Get your daily sling time
By Clet Litter as told to Bob Simpson
National Hammock Day is this Friday. This bunk in the breeze is the universal symbol for relaxation, cept maybe in outter space and on planets with no gravity. The experts say that the Mayans of Central and South America come up with the idea of sleeping by hanging in trees, but probably the earliest one to do it walked between two shady trees and thought, “Ugh?”
The word Hammock comes from a Taino culture Arwakan word meaning Fishnet. At first, the Taino would lay on the ground at night, wearing socks to keep their feet warm. Then they hung stockings in the branches and started sleeping in fishnet stockings.

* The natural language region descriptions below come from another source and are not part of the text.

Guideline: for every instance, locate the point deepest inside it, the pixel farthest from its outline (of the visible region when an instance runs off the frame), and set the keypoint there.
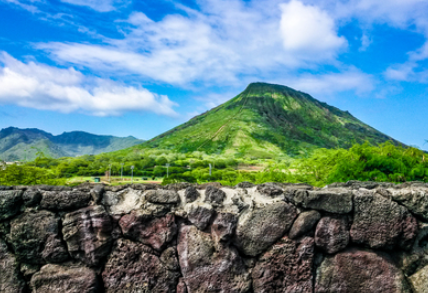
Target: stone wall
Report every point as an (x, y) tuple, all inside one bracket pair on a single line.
[(348, 237)]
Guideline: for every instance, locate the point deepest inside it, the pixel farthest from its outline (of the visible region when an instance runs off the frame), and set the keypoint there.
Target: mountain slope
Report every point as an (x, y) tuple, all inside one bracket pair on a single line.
[(267, 121), (24, 144)]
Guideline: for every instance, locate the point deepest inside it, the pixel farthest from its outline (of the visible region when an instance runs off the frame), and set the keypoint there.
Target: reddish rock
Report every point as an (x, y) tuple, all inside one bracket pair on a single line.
[(10, 280), (331, 234), (133, 267), (286, 267), (263, 227), (207, 267), (35, 238), (88, 233), (55, 278), (382, 223), (356, 271), (156, 232), (304, 223)]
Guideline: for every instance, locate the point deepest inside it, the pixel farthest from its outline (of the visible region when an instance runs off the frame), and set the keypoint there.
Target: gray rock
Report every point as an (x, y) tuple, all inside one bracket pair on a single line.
[(263, 226), (332, 234), (304, 223), (10, 280), (56, 278), (64, 200), (162, 196), (356, 271), (191, 194), (10, 203), (381, 223), (337, 201), (35, 238), (88, 233)]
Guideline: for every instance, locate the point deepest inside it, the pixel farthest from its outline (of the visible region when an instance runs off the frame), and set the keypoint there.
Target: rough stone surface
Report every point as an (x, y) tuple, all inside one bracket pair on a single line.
[(55, 278), (304, 223), (355, 271), (88, 233), (10, 280), (35, 238), (65, 200), (10, 203), (286, 267), (332, 234), (133, 267), (214, 196), (328, 200), (381, 223), (156, 232), (191, 194), (162, 196), (263, 226), (207, 268), (200, 215)]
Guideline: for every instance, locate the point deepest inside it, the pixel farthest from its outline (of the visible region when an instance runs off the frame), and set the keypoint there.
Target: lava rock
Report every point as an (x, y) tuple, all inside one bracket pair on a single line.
[(88, 233), (162, 196), (381, 223), (10, 280), (156, 232), (35, 238), (143, 270), (64, 200), (263, 226), (10, 203), (222, 267), (56, 278), (285, 267), (331, 234), (355, 271), (191, 194)]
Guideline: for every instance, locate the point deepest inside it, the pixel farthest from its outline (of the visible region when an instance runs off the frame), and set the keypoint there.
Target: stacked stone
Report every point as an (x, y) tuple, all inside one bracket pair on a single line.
[(347, 237)]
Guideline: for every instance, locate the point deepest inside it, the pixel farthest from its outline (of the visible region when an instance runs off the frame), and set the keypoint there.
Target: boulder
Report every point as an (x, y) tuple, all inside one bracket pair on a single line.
[(88, 233), (10, 280), (10, 203), (133, 267), (285, 267), (207, 267), (64, 200), (381, 223), (162, 196), (332, 234), (214, 196), (263, 226), (200, 215), (356, 271), (35, 238), (304, 223), (156, 232), (56, 278), (337, 201), (191, 194)]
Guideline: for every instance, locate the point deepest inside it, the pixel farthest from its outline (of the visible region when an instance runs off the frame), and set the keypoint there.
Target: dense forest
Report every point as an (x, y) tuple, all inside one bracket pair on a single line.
[(365, 162)]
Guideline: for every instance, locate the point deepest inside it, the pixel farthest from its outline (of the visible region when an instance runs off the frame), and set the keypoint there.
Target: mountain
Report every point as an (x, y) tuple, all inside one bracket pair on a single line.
[(24, 144), (265, 121)]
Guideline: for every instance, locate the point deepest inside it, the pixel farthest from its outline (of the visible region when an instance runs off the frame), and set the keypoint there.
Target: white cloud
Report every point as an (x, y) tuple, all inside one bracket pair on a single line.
[(309, 30), (44, 87), (220, 44), (98, 5)]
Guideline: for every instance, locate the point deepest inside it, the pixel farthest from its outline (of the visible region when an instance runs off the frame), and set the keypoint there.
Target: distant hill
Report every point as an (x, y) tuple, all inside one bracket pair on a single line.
[(23, 144), (267, 120)]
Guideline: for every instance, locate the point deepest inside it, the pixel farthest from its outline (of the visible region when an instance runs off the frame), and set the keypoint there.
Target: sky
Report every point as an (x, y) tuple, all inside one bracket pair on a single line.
[(143, 67)]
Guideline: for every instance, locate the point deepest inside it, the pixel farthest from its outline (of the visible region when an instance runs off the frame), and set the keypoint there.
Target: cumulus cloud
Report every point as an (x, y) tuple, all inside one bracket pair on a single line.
[(44, 87), (309, 30)]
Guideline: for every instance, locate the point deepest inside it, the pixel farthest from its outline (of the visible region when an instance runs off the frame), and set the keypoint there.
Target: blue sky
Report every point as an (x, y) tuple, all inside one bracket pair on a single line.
[(142, 67)]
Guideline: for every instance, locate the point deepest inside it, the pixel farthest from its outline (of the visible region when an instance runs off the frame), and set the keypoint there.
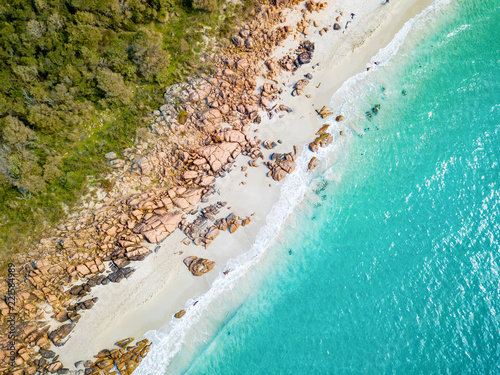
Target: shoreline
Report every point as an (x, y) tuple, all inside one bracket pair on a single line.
[(180, 285), (161, 285)]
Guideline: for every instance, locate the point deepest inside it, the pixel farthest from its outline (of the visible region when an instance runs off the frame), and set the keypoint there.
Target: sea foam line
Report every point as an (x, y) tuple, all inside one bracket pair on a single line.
[(167, 345)]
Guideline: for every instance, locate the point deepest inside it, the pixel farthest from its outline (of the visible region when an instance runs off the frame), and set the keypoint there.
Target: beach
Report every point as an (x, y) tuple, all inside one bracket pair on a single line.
[(162, 285)]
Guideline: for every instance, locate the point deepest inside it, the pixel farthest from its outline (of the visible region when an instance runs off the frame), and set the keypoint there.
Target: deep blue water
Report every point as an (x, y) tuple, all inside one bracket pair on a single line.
[(391, 263)]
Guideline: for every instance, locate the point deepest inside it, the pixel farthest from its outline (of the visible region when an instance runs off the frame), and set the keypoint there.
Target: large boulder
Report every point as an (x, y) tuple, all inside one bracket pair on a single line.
[(198, 266), (58, 335)]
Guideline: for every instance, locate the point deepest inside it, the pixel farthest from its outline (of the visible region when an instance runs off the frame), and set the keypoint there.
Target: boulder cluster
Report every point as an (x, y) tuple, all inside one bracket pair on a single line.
[(125, 358), (282, 164), (153, 187), (302, 55)]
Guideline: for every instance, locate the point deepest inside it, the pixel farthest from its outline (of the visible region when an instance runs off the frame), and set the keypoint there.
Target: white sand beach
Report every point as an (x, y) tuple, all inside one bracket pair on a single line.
[(161, 284)]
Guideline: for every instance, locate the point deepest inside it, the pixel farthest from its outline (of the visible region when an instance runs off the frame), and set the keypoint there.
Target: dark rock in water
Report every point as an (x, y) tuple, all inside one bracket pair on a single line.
[(376, 108), (180, 314)]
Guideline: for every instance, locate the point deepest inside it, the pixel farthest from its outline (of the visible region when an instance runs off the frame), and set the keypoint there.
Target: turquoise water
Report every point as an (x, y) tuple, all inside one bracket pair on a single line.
[(391, 263)]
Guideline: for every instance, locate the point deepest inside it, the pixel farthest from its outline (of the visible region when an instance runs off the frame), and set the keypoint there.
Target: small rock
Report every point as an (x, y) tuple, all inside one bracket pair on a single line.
[(180, 314)]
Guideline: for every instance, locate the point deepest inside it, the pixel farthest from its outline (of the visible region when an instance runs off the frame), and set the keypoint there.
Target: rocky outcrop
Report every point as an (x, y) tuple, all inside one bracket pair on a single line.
[(322, 141), (313, 163), (198, 266), (58, 335), (282, 164), (299, 86), (180, 314), (302, 55), (125, 358), (218, 155), (324, 112)]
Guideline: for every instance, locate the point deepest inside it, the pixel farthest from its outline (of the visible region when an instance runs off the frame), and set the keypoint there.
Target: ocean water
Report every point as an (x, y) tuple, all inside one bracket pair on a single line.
[(387, 258)]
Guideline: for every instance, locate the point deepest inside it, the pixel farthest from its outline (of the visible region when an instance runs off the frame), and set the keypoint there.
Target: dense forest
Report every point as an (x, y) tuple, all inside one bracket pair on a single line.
[(79, 78)]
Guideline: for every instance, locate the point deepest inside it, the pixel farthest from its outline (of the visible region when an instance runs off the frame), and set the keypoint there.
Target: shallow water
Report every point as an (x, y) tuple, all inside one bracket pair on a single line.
[(391, 262)]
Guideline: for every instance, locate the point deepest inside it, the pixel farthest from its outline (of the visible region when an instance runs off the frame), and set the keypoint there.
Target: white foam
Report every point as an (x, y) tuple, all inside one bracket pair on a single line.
[(168, 341)]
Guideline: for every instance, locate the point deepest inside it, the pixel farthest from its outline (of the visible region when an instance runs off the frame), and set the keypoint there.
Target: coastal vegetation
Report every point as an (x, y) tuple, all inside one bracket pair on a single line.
[(78, 79)]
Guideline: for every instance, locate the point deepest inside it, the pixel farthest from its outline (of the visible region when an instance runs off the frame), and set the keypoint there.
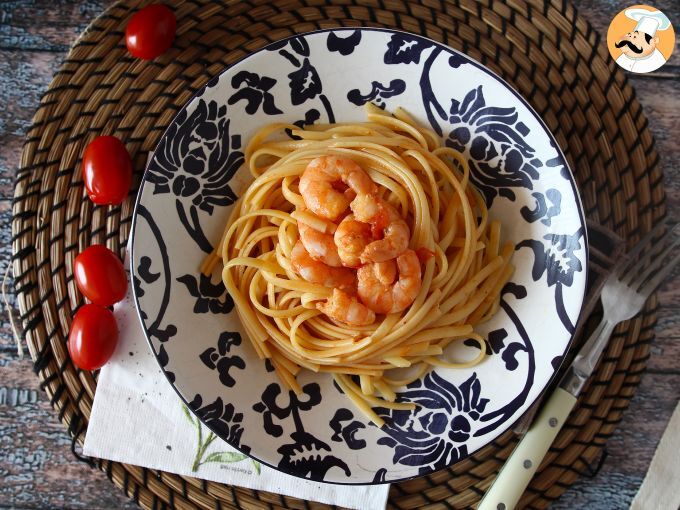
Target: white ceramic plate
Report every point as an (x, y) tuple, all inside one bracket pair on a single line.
[(194, 177)]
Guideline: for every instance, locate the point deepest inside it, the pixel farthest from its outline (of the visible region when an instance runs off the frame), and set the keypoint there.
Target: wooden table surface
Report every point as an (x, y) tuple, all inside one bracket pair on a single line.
[(37, 468)]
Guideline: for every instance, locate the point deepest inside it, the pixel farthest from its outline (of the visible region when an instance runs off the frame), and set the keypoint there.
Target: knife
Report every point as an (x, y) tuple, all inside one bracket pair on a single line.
[(524, 460)]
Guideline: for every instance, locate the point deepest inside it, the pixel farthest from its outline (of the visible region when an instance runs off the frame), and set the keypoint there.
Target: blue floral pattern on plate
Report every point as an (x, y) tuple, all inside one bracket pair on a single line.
[(192, 325)]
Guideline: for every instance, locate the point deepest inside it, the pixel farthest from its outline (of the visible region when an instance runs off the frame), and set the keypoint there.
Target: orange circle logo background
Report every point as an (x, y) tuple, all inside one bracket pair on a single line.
[(622, 24)]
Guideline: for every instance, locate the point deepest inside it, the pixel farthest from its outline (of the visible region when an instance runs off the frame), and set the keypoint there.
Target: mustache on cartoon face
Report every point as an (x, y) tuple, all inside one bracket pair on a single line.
[(626, 42)]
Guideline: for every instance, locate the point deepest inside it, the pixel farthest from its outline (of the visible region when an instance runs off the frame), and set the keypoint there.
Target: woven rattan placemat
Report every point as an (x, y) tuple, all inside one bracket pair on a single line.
[(552, 56)]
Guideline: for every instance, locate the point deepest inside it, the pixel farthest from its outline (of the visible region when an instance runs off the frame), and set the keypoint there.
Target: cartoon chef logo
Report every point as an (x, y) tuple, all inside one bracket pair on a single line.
[(640, 39)]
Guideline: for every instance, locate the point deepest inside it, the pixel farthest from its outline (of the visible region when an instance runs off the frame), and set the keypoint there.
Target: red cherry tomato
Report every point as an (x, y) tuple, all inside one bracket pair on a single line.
[(150, 31), (100, 275), (93, 337), (107, 170)]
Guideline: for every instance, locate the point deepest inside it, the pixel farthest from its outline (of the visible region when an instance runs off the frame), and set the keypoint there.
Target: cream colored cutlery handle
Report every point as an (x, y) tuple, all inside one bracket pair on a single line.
[(520, 467)]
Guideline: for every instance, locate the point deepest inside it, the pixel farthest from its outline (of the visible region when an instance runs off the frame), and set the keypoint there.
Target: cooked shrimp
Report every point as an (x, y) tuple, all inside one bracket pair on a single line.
[(320, 246), (385, 220), (383, 297), (345, 308), (318, 180), (317, 272), (351, 237)]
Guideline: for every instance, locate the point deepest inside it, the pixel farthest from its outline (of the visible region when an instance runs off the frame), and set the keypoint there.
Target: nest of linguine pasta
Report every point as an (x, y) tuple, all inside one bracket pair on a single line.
[(429, 186)]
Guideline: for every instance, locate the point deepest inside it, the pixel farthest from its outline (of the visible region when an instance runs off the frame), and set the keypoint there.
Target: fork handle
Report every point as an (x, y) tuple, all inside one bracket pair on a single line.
[(520, 467)]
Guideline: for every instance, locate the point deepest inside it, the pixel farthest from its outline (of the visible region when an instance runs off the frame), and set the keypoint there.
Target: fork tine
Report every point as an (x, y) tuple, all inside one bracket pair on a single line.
[(631, 256), (658, 279), (653, 260)]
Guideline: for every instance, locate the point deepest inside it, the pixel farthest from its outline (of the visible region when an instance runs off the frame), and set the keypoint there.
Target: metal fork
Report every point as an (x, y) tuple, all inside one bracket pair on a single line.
[(625, 292)]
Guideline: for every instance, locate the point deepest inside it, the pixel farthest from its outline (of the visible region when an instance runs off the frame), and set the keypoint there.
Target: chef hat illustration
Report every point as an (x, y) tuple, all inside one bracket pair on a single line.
[(648, 21)]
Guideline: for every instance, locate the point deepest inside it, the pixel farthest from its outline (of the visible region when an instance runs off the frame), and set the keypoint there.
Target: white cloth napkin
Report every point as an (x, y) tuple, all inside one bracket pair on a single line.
[(137, 418), (659, 489)]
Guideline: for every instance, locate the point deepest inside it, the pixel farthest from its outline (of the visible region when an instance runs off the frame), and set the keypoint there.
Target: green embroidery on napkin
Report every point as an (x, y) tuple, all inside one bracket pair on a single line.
[(202, 447)]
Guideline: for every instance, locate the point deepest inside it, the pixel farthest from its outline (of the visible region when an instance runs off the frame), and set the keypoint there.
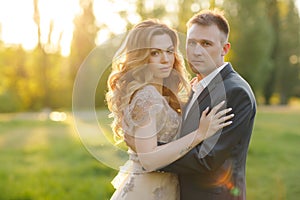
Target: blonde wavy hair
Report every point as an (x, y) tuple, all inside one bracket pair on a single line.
[(130, 72)]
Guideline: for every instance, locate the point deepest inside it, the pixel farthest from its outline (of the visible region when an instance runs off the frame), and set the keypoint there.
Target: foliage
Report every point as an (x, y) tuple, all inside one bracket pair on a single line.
[(46, 160), (265, 40)]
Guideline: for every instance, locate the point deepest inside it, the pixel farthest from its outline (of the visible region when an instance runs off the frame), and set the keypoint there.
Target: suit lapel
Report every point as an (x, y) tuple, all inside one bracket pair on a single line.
[(210, 87)]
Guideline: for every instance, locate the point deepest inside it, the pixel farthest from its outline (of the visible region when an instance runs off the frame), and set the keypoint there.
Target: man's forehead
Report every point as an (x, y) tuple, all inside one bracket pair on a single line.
[(201, 32)]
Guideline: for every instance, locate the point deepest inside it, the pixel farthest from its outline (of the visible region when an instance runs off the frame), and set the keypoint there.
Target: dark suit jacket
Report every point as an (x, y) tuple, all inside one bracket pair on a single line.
[(215, 169)]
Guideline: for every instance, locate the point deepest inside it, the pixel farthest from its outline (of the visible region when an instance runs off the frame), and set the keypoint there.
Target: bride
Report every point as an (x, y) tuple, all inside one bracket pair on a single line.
[(146, 90)]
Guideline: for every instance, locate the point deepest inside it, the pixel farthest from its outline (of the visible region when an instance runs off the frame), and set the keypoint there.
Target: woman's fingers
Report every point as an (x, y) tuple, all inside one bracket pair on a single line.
[(222, 125), (216, 108), (223, 112)]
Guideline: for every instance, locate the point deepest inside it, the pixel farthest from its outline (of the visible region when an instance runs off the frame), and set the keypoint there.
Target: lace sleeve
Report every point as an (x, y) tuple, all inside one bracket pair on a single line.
[(146, 105)]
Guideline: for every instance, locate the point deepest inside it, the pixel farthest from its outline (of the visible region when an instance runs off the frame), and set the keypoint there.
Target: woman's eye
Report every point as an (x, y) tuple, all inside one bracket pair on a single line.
[(205, 44), (170, 51)]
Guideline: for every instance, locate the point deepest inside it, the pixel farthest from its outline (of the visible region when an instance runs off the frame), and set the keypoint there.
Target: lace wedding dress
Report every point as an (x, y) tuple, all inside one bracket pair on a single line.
[(132, 181)]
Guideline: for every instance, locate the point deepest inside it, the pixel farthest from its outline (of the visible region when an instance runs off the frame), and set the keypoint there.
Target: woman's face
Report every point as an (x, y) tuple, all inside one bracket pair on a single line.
[(162, 56)]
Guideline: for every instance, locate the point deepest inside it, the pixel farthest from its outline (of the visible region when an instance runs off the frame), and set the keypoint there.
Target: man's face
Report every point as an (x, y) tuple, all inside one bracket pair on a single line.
[(205, 48)]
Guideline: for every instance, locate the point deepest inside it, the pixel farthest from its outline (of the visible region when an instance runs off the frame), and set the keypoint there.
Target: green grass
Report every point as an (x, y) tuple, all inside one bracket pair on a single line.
[(273, 163), (46, 160)]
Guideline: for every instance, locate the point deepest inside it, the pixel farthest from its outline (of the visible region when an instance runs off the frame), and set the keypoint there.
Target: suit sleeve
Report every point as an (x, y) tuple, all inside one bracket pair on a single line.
[(207, 156)]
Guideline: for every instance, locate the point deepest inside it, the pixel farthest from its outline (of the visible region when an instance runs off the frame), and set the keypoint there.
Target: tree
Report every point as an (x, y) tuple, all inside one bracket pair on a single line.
[(251, 40), (84, 35), (288, 67)]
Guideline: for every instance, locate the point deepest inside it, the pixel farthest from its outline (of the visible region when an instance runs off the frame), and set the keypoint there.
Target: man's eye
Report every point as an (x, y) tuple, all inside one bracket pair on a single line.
[(205, 44), (192, 43), (154, 53)]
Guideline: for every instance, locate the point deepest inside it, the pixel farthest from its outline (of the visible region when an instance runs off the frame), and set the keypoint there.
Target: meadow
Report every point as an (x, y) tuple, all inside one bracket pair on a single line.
[(43, 159)]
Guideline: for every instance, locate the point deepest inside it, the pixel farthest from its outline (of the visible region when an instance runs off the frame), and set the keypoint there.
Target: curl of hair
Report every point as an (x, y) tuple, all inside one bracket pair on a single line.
[(130, 72)]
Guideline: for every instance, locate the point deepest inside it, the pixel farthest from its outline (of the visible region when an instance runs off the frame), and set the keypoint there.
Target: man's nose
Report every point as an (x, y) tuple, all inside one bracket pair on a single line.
[(164, 57), (198, 50)]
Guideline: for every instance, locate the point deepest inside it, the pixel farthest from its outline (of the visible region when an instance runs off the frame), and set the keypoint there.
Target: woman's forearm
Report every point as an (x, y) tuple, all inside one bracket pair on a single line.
[(165, 154)]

So, get some sling time each day. And, if you can combine a hammock and two weeks of fishing, you might have the most understanding spouse in the world. I spend a lotta time in my hammock. The wife, Punkin, don’t call me a lay about for nothing.
Old Man Grimely was relating how he checks for mail every day out by the road. “It’s a mile to the mailbox. I take my dog, Corporate Raider, along for the walk. We need the exercise, and we both love the nature, taking in the sites and sniffing the odors in the air. Corporate Raider obediently waits for me along the trail while I do the snooping and snuffling. I leave any junk mail in the box for Sundays and hollerdays, so there’s always something for us to bring home. I let C.R. carry the letters back to the house, but I keep the Harbor Freight catalog for myself. It gives him a chance to feel needed. Then my dog will grow up right and won’t bite everybody.”
I interrupted cause the paragraph was getting too long, “Why do you go to the mailbox on Sundays and hollerdays too?”
“I know you asked me that, so you could stop me using a long paragraph. I already told you my dog enjoys the daily walks. C.R. doesn’t know what a Sunday or a hollerday is. He likes delivering the mail and I like going outside every day. Don’t obsess over newspaper design. You shouldn’t worry about that. You’re only a lay about part-time farmer.”
Mumford Pickens says, “Smart fellers from Harvard or Muleberry County Tech School say the name, “woman”, came from womb-man. Finally, we have proof that a man can give birth. It’s just a different form of man, much better form to my eye. Course, I’m a Man and not a Beta Man-2. Beta also means better. Now we can all relax, cause we agree on something.”
Here’s the married man disclaimer: “Mumford Pickens’ ideas are his own and do not represent the opinions of Clet Litter.”
National News: Washington DC reports a new disturbing syndrome affecting a few junior congressmen. These politicians achieved political office under 30. They’re smart and focused individuals that evidently rose to position before they had the necessary experience and wisdom that’s required of the job. Discovered by Psychiatrists, the syndrome is Premature Election. The cure is to not plunge into the arena of Congress until you’re older.